Although the Page Society, the Institute for Public Relations and the Public Relations Society of America are now trying to help us, we've let academic accreditation of our discipline evolve into a journalism-dominated joke. Some of the better programs, including Boston University's, have chosen not to be accredited and ignore the concept of putting journalism people in charge of accrediting public relations education in much the same way many practitioners disregard PRSA's attempts to accredit them.

The bottom-line reality is simple. If public relations education was excellent, if the faculty were highly qualified in both theory and practice, and if the curriculum contained the kind of up-to-date, cutting-edge, state-of-the-art knowledge found in disciplines such as accounting, engineering, law, medicine, nursing, and so forth, employers with entry-level positions would fight over public relations graduates in a manner similar to what happens in other occupations. And, it would be the exception rather than the rule to have graduates from other academic disciplines hired for entry-level positions in our field.

Several universities - some represented here today - are working diligently to change this and do have some of you fighting over our top graduates but, unfortunately, these places are the exception.

We have politely ignored these problems for years, but someone needs to address these things if public relations - not just education but also the practice - is going to be better tomorrow than it is today. If similar problems existed in medical education, in engineering or law schools, people in those fields would take action. We should too.

As I near the end of these remarks, I reach the point where others similarly honored have paused to thank spouses and children who helped them reach this stage in their careers. My peculiar personal life doesn't permit that. When I pause at times like this to give thanks, I acknowledge friends such as you.

I wouldn't be receiving this recognition were it not for so many of you encouraging and touching my life in unique and special ways. I went through the Page Society directory checking off people I should thank but had to stop when the number topped one hundred.

They are all great people who have helped me in terrific ways, but too many names to mention here today. People who have served as president of this distinguished society, those who have attended forums and seminars I've taught or managed, speakers at those events and guest lecturers in my university class rooms, icons of our field who I have learned much from, leaders I've had the pleasure of serving with on the Boards of Trustees of the Page Society and the Institute, former students, those who have made it possible for me to watch the Red Sox play baseball, friends I've run marathons with and those of you I've had so much fun with we should have been arrested.

I do need to thank two very special friends whose dedicated determination to see that I received this award means very much to me. For some reason I still don't understand, nearly 30 years ago Harold Burson put his arm around me and hasn't let go yet. As he has done previously, Harold nominated me again this year, and to make certain my credentials did not get lost under a pile of nominations of others much more worthy than me, Harold recruited someone to help him encourage people to tell the honors committee good things about me.

That someone is Michelle Hinson, my terrific friend and wonderful partner on so many successful Page and Institute professional development forum programs. Someone who unselfishly specializes in making people look good often at the expense of having others not realize how creative and strategic she really is.
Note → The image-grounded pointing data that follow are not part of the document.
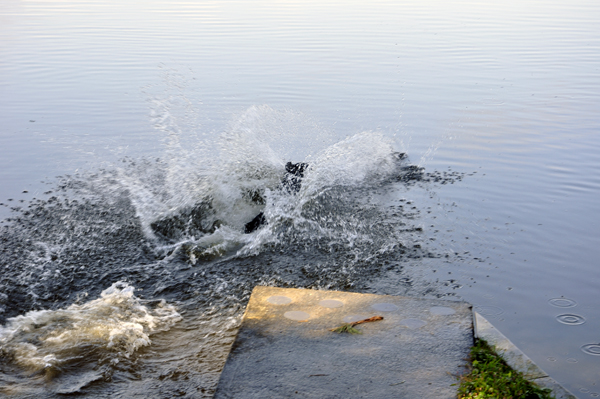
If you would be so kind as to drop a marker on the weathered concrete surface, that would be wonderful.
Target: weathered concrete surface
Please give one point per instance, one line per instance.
(415, 352)
(517, 359)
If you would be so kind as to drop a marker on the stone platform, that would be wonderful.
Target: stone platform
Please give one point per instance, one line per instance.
(285, 348)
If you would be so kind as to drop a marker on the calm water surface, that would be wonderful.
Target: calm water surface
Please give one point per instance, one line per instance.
(149, 108)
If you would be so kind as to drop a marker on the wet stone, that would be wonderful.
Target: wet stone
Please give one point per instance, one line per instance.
(385, 307)
(411, 353)
(441, 310)
(331, 303)
(279, 300)
(297, 315)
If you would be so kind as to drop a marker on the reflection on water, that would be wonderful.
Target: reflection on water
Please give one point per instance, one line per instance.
(153, 114)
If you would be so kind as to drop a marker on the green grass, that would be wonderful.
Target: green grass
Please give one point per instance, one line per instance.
(490, 377)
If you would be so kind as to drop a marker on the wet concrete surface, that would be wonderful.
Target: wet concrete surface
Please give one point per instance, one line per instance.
(285, 347)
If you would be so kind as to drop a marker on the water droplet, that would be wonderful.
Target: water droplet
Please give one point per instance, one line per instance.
(489, 310)
(441, 310)
(279, 300)
(385, 307)
(413, 324)
(331, 303)
(297, 315)
(562, 302)
(570, 319)
(591, 349)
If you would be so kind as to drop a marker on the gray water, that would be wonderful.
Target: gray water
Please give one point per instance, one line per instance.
(147, 109)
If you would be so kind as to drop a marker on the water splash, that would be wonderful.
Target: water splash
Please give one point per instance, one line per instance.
(111, 327)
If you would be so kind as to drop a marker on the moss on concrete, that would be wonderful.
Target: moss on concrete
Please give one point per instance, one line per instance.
(490, 377)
Someone else Michelle has helped make look impressive is my good friend Jack Felton who, when he received this honor five years ago, remarked: "Awards from friends that you know are the best and most appreciated of all." Which reminds me that noted and often quoted scholar "anonymous" once wrote, "Friendship is when people know all about you but like you anyway."

I am deeply indebted to many in this room and in this society. You are all very good friends. Friends I have worked with and for in the past and friends I look forward to doing more with in the future. You have made me feel wonderful today. I thank you for this incredible honor and for your patient attention to my remarks.